UPON CONSIDERATION of the Motion for Preliminary Injunction filed by Plaintiff Relmada Therapeutics, Inc. ("Relmada") for a preliminary injunction against Defendants Laidlaw & Company (UK) Ltd., Matthew D. Eitner, and James P. Ahern (collectively, "Defendants"), the Federal Rules of Civil Procedure, the pleadings and papers on file herein, the Memorandum of Points and Authorities, including the Declaration of Sergio Traversa, together with the exhibits, and for good cause shown:
THE COURT HEREBY FINDS THAT,
1. Relmada is likely to succeed on the merits because the False Solicitation contains material misstatements and omissions;
2. Relmada and its stockholders will suffer irreparable harm if Defendants are not enjoined from continuing to disseminate false and misleading proxy materials and required to retract or correct those materials;
3. The balance of hardships favors the issuance of an injunction here because the right of Relmada's stockholders to vote for qualified directors will be directly impacted, and an improper vote will hold up the election of qualified directors resulting in uncertainty over the corporate governance of the Company; and
4. The public interest will benefit from granting an injunction because it prevents an uninformed shareholder vote.
THEREFORE, IT IS HEREBY ORDERED THAT, pending a full trial on the merits:
1. Defendants shall be enjoined from continuing to disseminate false and misleading proxy materials.
2. Defendants immediately must retract or correct their false and misleading proxy materials.

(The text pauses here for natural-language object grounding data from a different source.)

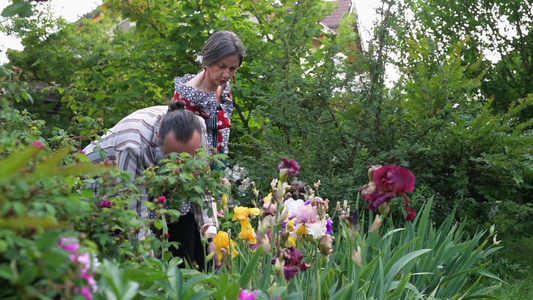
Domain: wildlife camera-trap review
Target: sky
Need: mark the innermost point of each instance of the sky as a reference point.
(72, 10)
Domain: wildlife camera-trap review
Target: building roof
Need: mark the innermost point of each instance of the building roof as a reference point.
(332, 21)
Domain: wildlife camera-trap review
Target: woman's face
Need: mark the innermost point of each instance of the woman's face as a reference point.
(223, 70)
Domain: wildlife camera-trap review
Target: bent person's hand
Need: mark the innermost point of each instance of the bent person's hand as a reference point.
(211, 248)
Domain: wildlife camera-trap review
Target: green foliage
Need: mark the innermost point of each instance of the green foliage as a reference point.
(181, 176)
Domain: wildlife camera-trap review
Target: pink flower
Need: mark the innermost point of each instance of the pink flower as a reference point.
(248, 295)
(329, 226)
(393, 178)
(292, 260)
(411, 214)
(38, 144)
(86, 291)
(69, 244)
(106, 204)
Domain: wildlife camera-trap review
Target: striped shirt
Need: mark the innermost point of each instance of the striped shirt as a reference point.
(134, 145)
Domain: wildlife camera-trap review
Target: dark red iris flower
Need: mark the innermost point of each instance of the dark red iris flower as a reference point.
(376, 198)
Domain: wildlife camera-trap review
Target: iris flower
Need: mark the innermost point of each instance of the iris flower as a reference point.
(241, 214)
(222, 241)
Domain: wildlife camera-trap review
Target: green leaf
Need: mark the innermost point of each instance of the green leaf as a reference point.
(48, 240)
(250, 269)
(23, 9)
(6, 272)
(15, 162)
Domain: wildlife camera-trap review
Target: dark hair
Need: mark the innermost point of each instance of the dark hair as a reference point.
(181, 122)
(222, 44)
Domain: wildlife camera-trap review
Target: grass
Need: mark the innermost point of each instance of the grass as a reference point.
(517, 289)
(518, 262)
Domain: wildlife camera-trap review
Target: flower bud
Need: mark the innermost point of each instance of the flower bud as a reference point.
(378, 221)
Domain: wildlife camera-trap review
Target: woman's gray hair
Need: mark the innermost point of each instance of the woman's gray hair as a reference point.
(222, 44)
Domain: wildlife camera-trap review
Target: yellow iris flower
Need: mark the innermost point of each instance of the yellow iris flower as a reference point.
(242, 213)
(222, 241)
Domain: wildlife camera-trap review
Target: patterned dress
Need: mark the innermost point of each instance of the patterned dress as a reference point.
(216, 115)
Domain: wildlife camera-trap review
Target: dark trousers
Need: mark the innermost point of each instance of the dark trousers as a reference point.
(185, 232)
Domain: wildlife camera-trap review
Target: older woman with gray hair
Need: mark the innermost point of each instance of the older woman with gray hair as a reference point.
(208, 93)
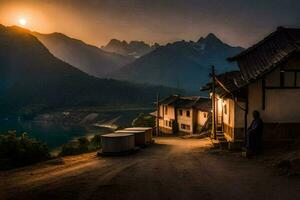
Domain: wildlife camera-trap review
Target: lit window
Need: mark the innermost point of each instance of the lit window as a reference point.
(180, 112)
(166, 110)
(188, 127)
(225, 109)
(188, 113)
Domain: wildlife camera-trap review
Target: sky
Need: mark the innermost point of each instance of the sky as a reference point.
(236, 22)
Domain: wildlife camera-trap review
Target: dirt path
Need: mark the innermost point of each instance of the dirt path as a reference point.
(171, 169)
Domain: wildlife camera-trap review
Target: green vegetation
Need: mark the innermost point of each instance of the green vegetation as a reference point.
(81, 145)
(16, 151)
(143, 120)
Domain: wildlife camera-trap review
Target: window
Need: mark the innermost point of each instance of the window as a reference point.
(186, 127)
(188, 113)
(168, 123)
(166, 110)
(180, 112)
(225, 109)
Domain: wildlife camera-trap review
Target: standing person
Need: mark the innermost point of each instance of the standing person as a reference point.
(254, 134)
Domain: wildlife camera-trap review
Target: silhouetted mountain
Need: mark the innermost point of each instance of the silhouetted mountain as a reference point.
(181, 64)
(32, 79)
(85, 57)
(134, 49)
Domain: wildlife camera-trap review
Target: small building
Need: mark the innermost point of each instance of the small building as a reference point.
(269, 82)
(182, 114)
(229, 109)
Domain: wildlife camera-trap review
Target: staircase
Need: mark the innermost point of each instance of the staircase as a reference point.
(221, 141)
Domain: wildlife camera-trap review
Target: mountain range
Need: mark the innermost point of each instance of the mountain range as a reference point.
(134, 49)
(85, 57)
(34, 80)
(183, 64)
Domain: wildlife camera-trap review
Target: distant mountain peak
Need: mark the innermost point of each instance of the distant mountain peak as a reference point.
(133, 48)
(212, 38)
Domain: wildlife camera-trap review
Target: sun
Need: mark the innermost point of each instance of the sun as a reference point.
(22, 21)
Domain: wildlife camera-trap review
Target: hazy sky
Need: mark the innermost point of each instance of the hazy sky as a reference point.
(238, 22)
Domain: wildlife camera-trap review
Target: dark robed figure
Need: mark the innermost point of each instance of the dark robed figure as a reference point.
(254, 134)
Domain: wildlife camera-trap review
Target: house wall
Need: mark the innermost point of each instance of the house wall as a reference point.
(165, 118)
(201, 117)
(184, 120)
(281, 104)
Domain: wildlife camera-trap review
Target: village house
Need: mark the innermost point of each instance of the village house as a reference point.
(186, 115)
(269, 82)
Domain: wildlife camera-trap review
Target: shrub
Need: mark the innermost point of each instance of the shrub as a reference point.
(143, 120)
(20, 151)
(81, 145)
(96, 141)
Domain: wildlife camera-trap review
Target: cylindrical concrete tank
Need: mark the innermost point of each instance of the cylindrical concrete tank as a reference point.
(139, 136)
(148, 131)
(117, 143)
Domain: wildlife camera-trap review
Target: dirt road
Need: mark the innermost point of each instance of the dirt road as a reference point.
(171, 169)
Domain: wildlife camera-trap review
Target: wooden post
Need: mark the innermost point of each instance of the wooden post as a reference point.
(157, 114)
(213, 129)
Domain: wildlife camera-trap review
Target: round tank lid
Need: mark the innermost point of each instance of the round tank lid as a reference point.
(116, 135)
(130, 131)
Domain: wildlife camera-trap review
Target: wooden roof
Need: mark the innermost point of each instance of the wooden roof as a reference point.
(268, 53)
(198, 102)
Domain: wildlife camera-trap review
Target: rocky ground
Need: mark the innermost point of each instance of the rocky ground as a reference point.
(173, 168)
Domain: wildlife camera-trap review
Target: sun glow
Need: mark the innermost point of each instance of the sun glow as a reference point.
(22, 21)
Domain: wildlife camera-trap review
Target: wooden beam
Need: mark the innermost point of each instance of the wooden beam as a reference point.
(263, 94)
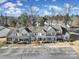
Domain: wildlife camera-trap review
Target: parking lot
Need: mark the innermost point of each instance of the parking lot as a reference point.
(40, 53)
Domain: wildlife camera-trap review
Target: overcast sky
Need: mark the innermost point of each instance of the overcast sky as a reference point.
(42, 7)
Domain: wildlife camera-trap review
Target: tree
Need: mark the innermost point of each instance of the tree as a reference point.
(23, 19)
(43, 20)
(13, 23)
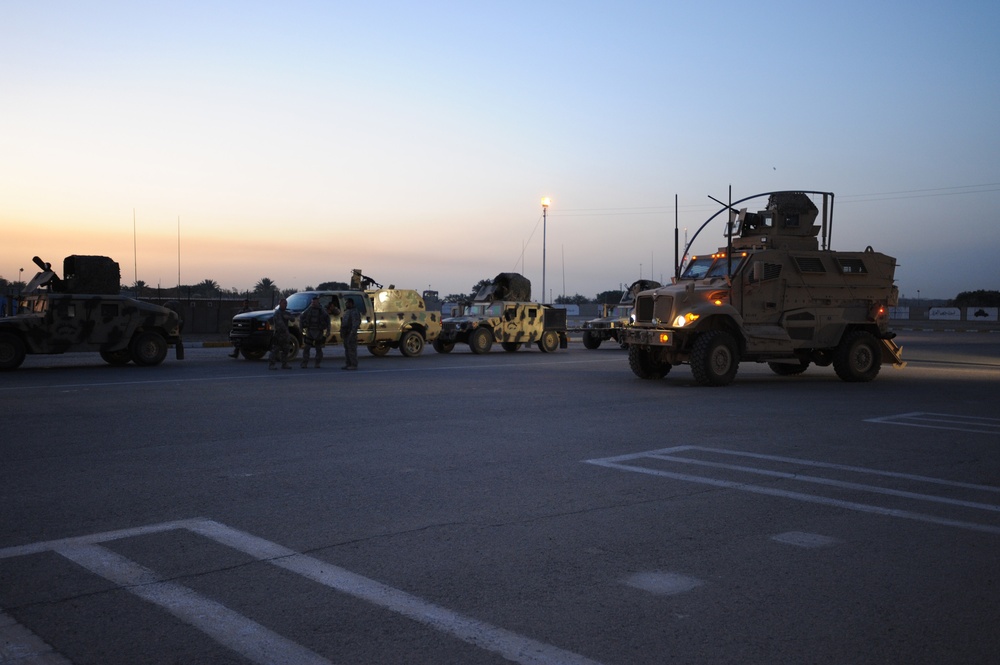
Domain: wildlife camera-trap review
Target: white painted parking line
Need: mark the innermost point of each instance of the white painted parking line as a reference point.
(242, 635)
(19, 646)
(632, 463)
(955, 423)
(258, 643)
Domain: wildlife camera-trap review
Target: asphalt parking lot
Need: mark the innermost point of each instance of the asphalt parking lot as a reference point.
(511, 507)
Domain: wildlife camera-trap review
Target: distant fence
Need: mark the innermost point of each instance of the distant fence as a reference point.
(208, 316)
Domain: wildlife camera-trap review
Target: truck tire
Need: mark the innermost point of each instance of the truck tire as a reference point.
(644, 365)
(117, 358)
(148, 348)
(549, 341)
(12, 351)
(379, 349)
(481, 340)
(858, 357)
(714, 358)
(411, 343)
(789, 369)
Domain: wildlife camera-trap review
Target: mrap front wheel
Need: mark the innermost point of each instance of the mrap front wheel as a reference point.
(714, 358)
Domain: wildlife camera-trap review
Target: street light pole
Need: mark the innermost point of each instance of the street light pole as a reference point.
(546, 202)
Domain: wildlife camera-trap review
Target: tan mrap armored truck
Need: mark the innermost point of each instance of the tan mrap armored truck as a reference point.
(502, 312)
(85, 311)
(773, 295)
(614, 317)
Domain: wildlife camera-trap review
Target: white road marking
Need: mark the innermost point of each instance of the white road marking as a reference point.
(973, 424)
(257, 642)
(619, 462)
(19, 646)
(244, 636)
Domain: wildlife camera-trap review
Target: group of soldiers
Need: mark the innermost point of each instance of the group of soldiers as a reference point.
(315, 324)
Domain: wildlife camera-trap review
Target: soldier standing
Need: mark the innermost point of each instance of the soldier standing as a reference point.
(315, 324)
(281, 338)
(349, 324)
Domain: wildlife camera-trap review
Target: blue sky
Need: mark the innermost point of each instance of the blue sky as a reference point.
(299, 140)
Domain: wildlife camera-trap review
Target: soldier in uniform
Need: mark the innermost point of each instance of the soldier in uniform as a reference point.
(315, 324)
(349, 324)
(236, 342)
(281, 338)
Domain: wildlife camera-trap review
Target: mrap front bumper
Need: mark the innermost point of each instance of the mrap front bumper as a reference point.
(648, 336)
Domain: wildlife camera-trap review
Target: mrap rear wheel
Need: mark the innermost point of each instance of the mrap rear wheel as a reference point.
(858, 357)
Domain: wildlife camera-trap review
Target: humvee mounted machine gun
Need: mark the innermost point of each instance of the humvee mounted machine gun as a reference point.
(772, 295)
(84, 311)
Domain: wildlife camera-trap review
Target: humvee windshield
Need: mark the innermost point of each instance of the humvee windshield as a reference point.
(492, 309)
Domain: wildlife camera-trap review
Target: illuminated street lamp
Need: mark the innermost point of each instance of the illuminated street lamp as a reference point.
(546, 201)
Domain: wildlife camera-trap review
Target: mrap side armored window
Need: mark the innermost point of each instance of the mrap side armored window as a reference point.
(852, 266)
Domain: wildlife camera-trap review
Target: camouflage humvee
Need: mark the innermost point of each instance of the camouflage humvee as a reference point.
(614, 317)
(390, 318)
(499, 314)
(84, 311)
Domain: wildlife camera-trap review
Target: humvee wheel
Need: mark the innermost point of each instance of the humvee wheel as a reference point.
(411, 343)
(481, 340)
(148, 348)
(643, 365)
(789, 369)
(120, 357)
(378, 349)
(714, 359)
(858, 358)
(549, 341)
(12, 351)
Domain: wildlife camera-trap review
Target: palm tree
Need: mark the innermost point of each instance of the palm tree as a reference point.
(265, 286)
(208, 287)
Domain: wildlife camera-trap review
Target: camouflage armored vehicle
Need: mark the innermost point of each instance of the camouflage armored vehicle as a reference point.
(84, 311)
(390, 319)
(773, 295)
(502, 312)
(614, 317)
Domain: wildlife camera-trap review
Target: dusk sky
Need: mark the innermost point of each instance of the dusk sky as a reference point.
(414, 140)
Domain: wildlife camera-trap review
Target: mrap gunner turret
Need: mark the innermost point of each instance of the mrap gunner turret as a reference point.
(774, 294)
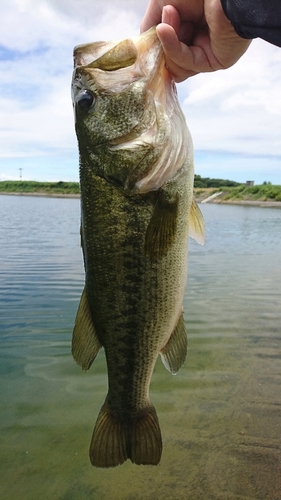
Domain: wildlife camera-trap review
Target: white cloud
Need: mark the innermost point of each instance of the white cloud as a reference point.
(238, 110)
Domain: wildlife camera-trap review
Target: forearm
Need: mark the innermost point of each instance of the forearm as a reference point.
(255, 18)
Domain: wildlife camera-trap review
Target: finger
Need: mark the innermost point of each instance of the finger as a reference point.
(152, 16)
(182, 60)
(171, 16)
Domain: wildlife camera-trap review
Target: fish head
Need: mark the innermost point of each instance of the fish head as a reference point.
(129, 125)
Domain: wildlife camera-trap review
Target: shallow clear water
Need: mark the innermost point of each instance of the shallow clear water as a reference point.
(220, 416)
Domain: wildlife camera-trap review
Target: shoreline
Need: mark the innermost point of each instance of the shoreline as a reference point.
(45, 195)
(257, 203)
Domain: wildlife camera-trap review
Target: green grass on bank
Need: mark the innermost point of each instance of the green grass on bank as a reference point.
(263, 192)
(241, 192)
(60, 187)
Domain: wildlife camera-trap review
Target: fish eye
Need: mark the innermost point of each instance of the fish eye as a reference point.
(85, 99)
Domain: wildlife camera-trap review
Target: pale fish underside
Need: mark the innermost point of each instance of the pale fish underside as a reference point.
(137, 209)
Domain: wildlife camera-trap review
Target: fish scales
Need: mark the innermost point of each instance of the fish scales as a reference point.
(136, 197)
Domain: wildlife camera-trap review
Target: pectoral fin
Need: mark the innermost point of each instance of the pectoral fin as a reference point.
(174, 353)
(196, 223)
(161, 231)
(85, 343)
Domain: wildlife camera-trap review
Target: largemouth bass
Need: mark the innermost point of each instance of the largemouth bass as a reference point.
(136, 180)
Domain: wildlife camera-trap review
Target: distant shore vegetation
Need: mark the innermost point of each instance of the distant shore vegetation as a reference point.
(203, 187)
(48, 188)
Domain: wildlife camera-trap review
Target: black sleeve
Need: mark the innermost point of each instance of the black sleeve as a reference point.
(255, 18)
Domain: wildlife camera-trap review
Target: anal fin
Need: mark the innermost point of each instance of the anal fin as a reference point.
(174, 352)
(85, 343)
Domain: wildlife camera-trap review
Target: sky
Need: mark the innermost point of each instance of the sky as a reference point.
(234, 115)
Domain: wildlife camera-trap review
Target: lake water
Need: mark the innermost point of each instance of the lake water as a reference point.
(220, 416)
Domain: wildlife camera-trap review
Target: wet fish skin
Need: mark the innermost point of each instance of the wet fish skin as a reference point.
(136, 181)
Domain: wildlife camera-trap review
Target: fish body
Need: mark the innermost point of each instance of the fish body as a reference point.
(136, 181)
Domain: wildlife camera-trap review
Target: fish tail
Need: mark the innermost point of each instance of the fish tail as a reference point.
(114, 441)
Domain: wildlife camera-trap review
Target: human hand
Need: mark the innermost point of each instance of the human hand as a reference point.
(195, 34)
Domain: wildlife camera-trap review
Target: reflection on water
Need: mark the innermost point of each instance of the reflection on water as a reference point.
(220, 416)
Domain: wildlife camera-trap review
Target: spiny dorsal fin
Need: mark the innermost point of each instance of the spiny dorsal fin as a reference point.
(124, 54)
(161, 231)
(196, 223)
(85, 343)
(174, 353)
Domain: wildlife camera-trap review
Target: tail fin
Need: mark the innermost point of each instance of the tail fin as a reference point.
(115, 440)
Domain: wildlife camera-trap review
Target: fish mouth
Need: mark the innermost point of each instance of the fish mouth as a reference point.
(113, 67)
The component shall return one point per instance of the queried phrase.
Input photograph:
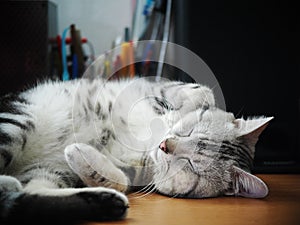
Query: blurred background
(252, 48)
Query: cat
(169, 136)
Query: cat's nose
(163, 147)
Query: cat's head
(209, 155)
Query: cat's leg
(187, 97)
(42, 199)
(174, 100)
(15, 125)
(182, 97)
(94, 168)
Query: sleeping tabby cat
(167, 135)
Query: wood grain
(281, 206)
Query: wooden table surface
(282, 207)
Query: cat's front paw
(195, 96)
(94, 168)
(8, 183)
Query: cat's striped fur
(204, 151)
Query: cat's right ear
(250, 129)
(247, 185)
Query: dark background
(253, 48)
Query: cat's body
(167, 134)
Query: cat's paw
(94, 168)
(8, 183)
(195, 96)
(52, 206)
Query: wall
(101, 21)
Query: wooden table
(281, 207)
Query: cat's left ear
(250, 129)
(248, 185)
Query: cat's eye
(187, 162)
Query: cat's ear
(250, 129)
(248, 185)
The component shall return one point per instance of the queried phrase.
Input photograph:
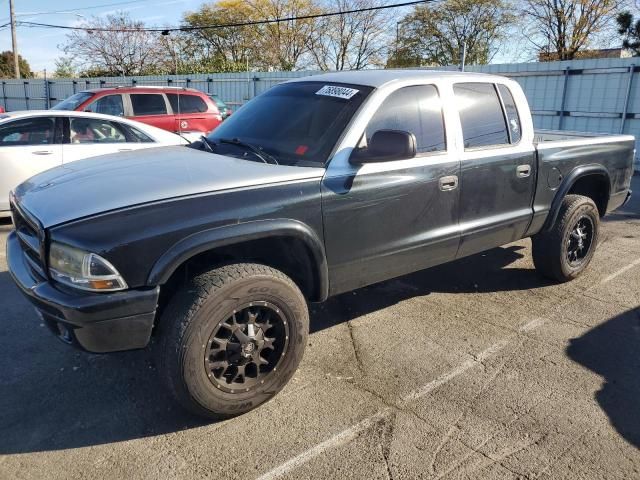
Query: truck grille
(28, 235)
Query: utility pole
(14, 42)
(463, 55)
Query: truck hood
(97, 185)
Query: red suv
(181, 110)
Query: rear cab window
(74, 101)
(481, 115)
(108, 104)
(513, 119)
(148, 104)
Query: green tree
(116, 45)
(219, 49)
(435, 34)
(561, 29)
(6, 66)
(279, 46)
(629, 28)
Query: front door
(386, 219)
(497, 171)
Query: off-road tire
(196, 312)
(550, 248)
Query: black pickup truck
(319, 186)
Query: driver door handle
(523, 171)
(447, 183)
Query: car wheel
(563, 252)
(232, 339)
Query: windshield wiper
(257, 151)
(207, 145)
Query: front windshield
(296, 123)
(73, 102)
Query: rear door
(497, 171)
(89, 137)
(152, 109)
(192, 113)
(27, 146)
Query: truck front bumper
(96, 322)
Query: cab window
(417, 110)
(30, 131)
(109, 105)
(515, 130)
(481, 116)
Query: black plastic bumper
(96, 322)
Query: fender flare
(568, 182)
(217, 237)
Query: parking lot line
(621, 271)
(351, 433)
(337, 440)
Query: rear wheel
(563, 252)
(233, 338)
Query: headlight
(84, 270)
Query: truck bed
(543, 137)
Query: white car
(36, 140)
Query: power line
(167, 30)
(72, 10)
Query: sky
(39, 46)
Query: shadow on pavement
(612, 350)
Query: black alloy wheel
(246, 347)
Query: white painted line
(341, 438)
(621, 271)
(533, 324)
(447, 377)
(351, 433)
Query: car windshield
(73, 102)
(296, 123)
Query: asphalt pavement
(477, 369)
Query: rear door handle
(523, 171)
(448, 183)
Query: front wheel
(232, 339)
(565, 251)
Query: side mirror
(386, 145)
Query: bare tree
(124, 50)
(437, 34)
(221, 48)
(283, 45)
(560, 29)
(353, 41)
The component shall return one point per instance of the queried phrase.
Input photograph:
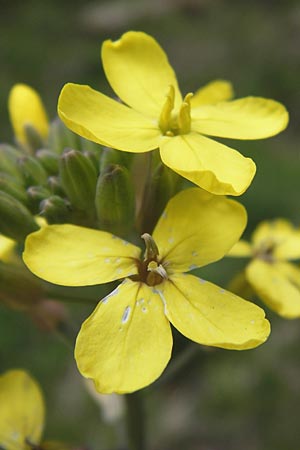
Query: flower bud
(16, 221)
(94, 158)
(49, 160)
(78, 177)
(55, 210)
(32, 170)
(13, 187)
(36, 194)
(55, 186)
(115, 200)
(9, 160)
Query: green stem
(135, 421)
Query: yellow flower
(157, 116)
(27, 110)
(126, 343)
(21, 411)
(22, 414)
(7, 249)
(270, 274)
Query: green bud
(16, 221)
(35, 195)
(13, 187)
(19, 288)
(55, 186)
(8, 160)
(115, 203)
(60, 137)
(33, 171)
(111, 156)
(49, 161)
(94, 158)
(33, 138)
(78, 178)
(55, 210)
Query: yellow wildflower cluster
(126, 342)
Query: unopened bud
(16, 221)
(13, 187)
(36, 194)
(49, 160)
(32, 170)
(9, 160)
(55, 210)
(115, 200)
(94, 158)
(78, 177)
(55, 186)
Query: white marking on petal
(157, 291)
(126, 314)
(111, 294)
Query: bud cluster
(67, 179)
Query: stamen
(184, 116)
(151, 252)
(165, 115)
(159, 269)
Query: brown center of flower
(150, 270)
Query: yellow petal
(281, 236)
(213, 92)
(274, 288)
(209, 315)
(100, 119)
(241, 249)
(21, 410)
(75, 256)
(207, 163)
(7, 248)
(139, 72)
(245, 118)
(197, 228)
(26, 108)
(126, 343)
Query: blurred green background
(223, 400)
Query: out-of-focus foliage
(225, 401)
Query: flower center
(171, 122)
(150, 271)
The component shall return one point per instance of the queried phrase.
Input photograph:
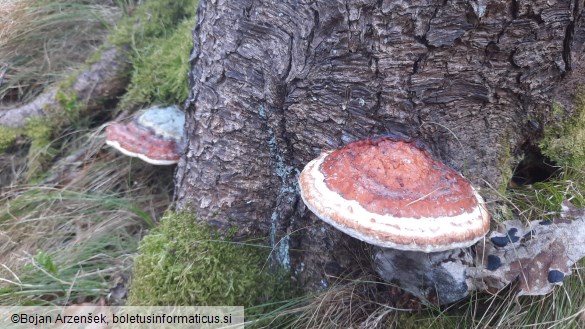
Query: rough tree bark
(275, 82)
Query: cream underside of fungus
(143, 157)
(349, 216)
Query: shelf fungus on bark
(537, 255)
(419, 213)
(155, 135)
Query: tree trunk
(274, 83)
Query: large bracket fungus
(156, 135)
(423, 219)
(392, 194)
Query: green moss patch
(160, 76)
(8, 137)
(565, 143)
(184, 262)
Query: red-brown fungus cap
(392, 194)
(155, 136)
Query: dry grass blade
(40, 41)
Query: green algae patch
(185, 262)
(565, 143)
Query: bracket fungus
(418, 212)
(538, 255)
(392, 194)
(156, 135)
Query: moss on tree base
(184, 262)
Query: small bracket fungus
(156, 135)
(539, 260)
(392, 194)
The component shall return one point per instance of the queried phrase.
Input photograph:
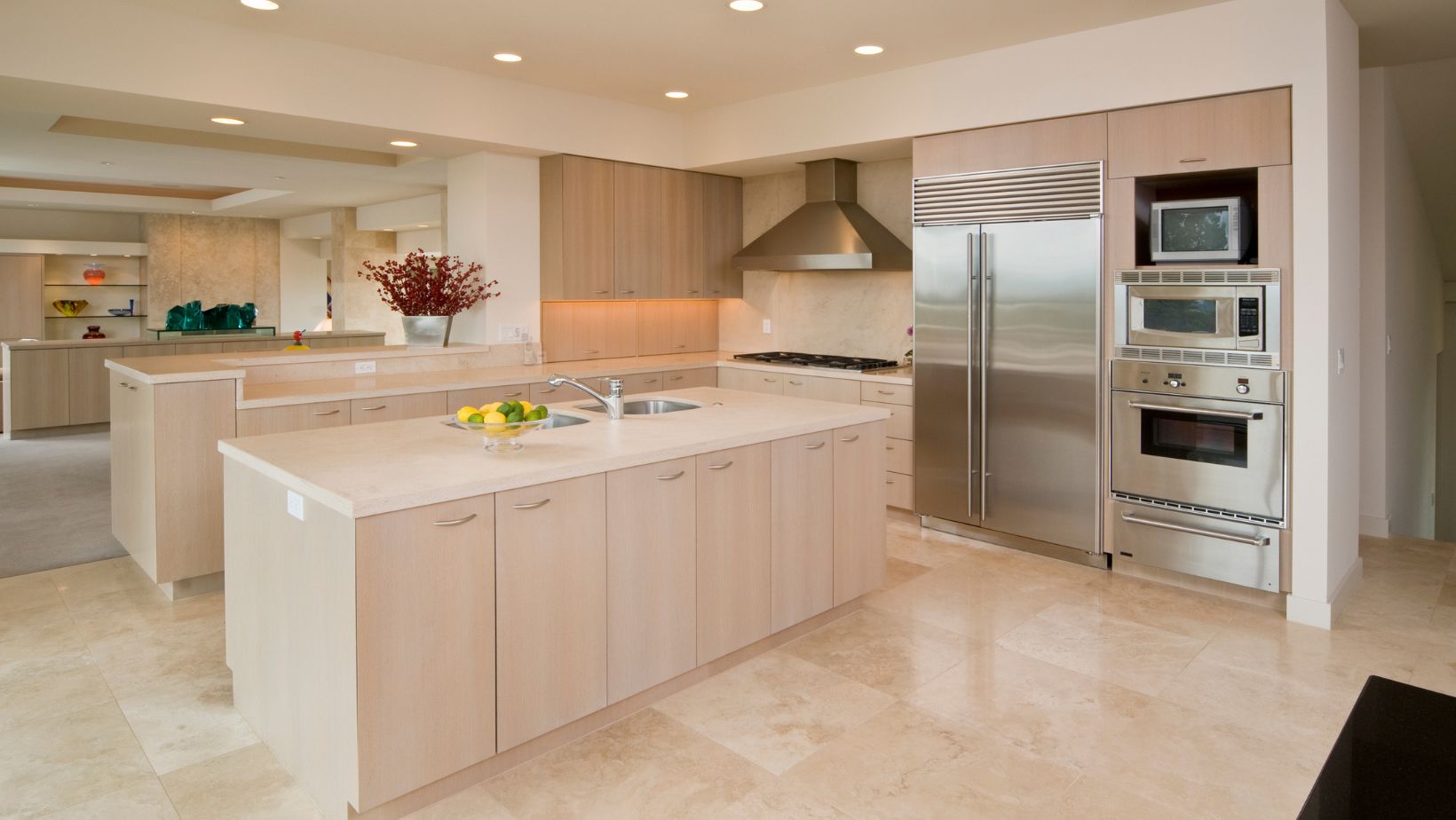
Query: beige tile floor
(980, 682)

3. If Defendants choose to correct their false and misleading proxy materials, they immediately shall:
(a) Disclose that they missed the advance notice deadline for stockholders to validly nominate Relmada directors at the 2015 annual meeting;
(b) Disclose that thee are only two seats up the election on Relmada's Board at the 2015 annual meeting;
(c) Disclose that the Board of Directors has the sole authority to set the size of the Board; and
(d) Disclose that the corporate actions taken by Relmada's current Board and stockholders that Defendants' label as "entrenchment" all were authorized under Relmada's articles of incorporation, bylaws, and Nevada law.